Alla ricerca dei consensi perduti
Il volto e la maschera. Essere e apparire. Il nostro lato pubblico e quello privato. E poi, ancora, l’intramontabile “Il Ritratto di Dorian Gray” del grande Oscar Wilde. Tutto questo è stato rivisitato “in chiave social” dal regista Mariano Lamberti nel suo Doriana, tratto dall’opera teatrale Doriana Grigio Vana di Roberta Calandra e presentato in anteprima nel corso della seconda sessione dell’Indiecinema Film Festival 2020. Quanto può influire su di noi l’immagine che trasmettiamo agli altri? E, soprattutto, quanto è facile perdere il controllo di sé stessi?
Doriana è un’affascinante donna di trentotto anni. Per anni si è dedicata anima e corpo alla sua azienda pubblicitaria, da poco fallita (probabilmente, come si può intuire dalle parole della donna, proprio a causa della pandemia).
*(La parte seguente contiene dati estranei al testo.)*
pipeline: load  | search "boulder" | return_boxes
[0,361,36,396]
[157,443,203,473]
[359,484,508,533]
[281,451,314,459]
Quasi per caso, nei lunghi mesi di isolamento in casa sua, ha scoperto il mondo delle dirette sui social, fino a diventarne totalmente dipendente. I suoi follower sono sempre più numerosi. Un giorno, la donna riceve un misterioso regalo da uno sconosciuto: una sua foto gigante, in cui appare al massimo del suo fascino. La conoscenza virtuale del misterioso artista Salvo, tuttavia, farà scattare qualcosa in lei che le farà perdere il contatto con la realtà.
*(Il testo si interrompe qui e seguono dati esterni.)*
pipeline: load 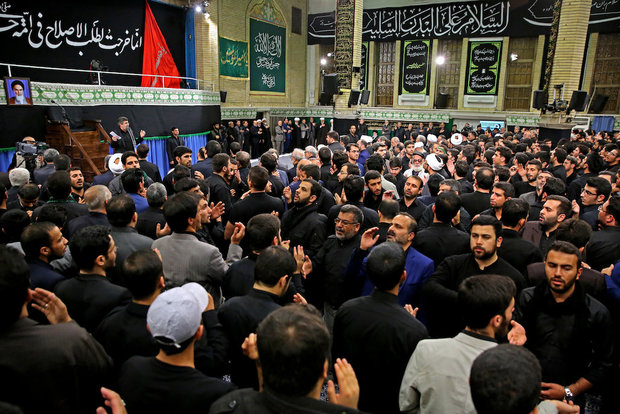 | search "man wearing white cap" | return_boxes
[118,282,236,413]
[316,118,329,145]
Doriana, dunque, è una sorta di Dorian Gray al femminile dei giorni nostri. L’amore ossessivo per la sua immagine finisce per sovrastare chiunque abbia modo di incrociare il suo cammino. Soprattutto il povero Salvo, alter ego della fragile Sybil Vane. E se la foto della protagonista, che, di volta in volta, mostra un viso sempre più solcato dai segni del tempo, diviene immediatamente l’immagine della sua stessa anima, in questo Doriana c’è dato da vedere il tracollo della protagonista stessa nel momento in cui la donna inizia ad alcolizzarsi davanti all’obiettivo del telefono e il numero dei suoi follower inizia a diminuire drasticamente.
Al fine di mettere in scena le vicende dell’affascinante Doriana, Mariano Lamberti ha optato per un approccio registico sì essenziale (come ci si aspetta, di fatto, nel momento in cui si assiste a delle dirette social), ma, al contempo, assai studiato e ricercato, che vede in atmosfere dark e in un montaggio sempre più frenetico e dai tagli netti i suoi maggiori punti di forza. Stesso discorso vale per la fotografia, inizialmente fredda, al pari della sua algida protagonista e dell’impeccabile arredamento del suo appartamento, ma poi dai toni sempre più cupi, virata ora al blu ora al rosso.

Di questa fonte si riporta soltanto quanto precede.